Why is $2^{32}$ for the range of values for a 32bit binary system?

Question

Can anyone explain me what does it mean to say "2 to the power of 32" for a possible range of values of a 32bit system?

I know it basically means 32 bits of binary (01) combinations, but I cannot figure it out clearly.

Answer 1

If you have $32$ bits, you have $32$ characters that can be either $0$ or $1$, i.e., you can choose either of two options when choosing one of the characters. For each of your choices concerning one of the characters, you have an additional choice between two values of the next character, so you have $2\cdot 2=2^2$ options in total for those two characters. For three characters you have $2\cdot 2 \cdot 2=2^3,$ and so on.

Try writing out the possible combinations of ones and zeros for some smaller amount of bits, say three:

$$000$$ $$001$$ $$010$$ $$011$$ $$100$$ $$101$$ $$110$$ $$111$$

which lists the $2^3=8$ possible strings.

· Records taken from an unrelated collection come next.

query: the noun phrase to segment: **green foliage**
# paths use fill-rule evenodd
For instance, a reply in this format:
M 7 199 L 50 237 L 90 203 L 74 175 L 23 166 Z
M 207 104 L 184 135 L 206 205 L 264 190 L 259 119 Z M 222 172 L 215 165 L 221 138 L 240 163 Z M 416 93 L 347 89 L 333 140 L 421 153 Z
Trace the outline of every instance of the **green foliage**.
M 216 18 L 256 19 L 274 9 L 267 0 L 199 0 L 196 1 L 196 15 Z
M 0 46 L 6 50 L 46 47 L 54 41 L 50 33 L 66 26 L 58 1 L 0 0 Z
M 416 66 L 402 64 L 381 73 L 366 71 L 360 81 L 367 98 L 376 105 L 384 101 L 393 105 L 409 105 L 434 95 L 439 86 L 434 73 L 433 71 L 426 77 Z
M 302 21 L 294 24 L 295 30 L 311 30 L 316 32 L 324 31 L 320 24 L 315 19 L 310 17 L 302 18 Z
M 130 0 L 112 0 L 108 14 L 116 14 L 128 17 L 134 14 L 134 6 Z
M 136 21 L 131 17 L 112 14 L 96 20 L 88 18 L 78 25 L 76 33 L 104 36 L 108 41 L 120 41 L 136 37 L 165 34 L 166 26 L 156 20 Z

So a $32$ bit system can be in $2^{32}$ different states, which is therefore the range of the system.

Answer 2

1 bit can take on 2 values: 0 or 1

2 bits can take on 2*2=$2^2$ values: 00, 01, 10, 11

3 bits can take on 2*2*2=$2^3$ values: 000, 001, 010, 011, 100, 101, 110, 111

...

32 bits can take on 2*....*2 = $2^{32}$ values: 00000000000000000000000000000000, 00000000000000000000000000000001, etc.

Answer 3

Here is another standard way to explain it, namely drawing a binary tree. At each level we chose either $0$ or $1$ to prefix the number we have compounded so far by. We can see how the number of nodes (naturally) doubles with each level in the tree. Try drawing such a tree for $32$ bits (I am joking).

If you do not like the content of this post, at least you gotta love the text art if nothing else :o)

                000
               /
              00
             / \
            /   100
           0
          / \   010
         /   \ /
        /     10
       /       \
      /         110
     X
      \         001
       \       /
        \     01
         \   / \
          \ /   101
           1
            \   011
             \ /
              11
               \
                111

The tree above only shows $n=3$ levels corresponding to $2^3=8$ bit strings. The $n$-th level has $2^n$ bit strings since the number of bit strings has been doubled $n$ times (starting from $1$ empty bit string of length zero at the top of the tree where the X is).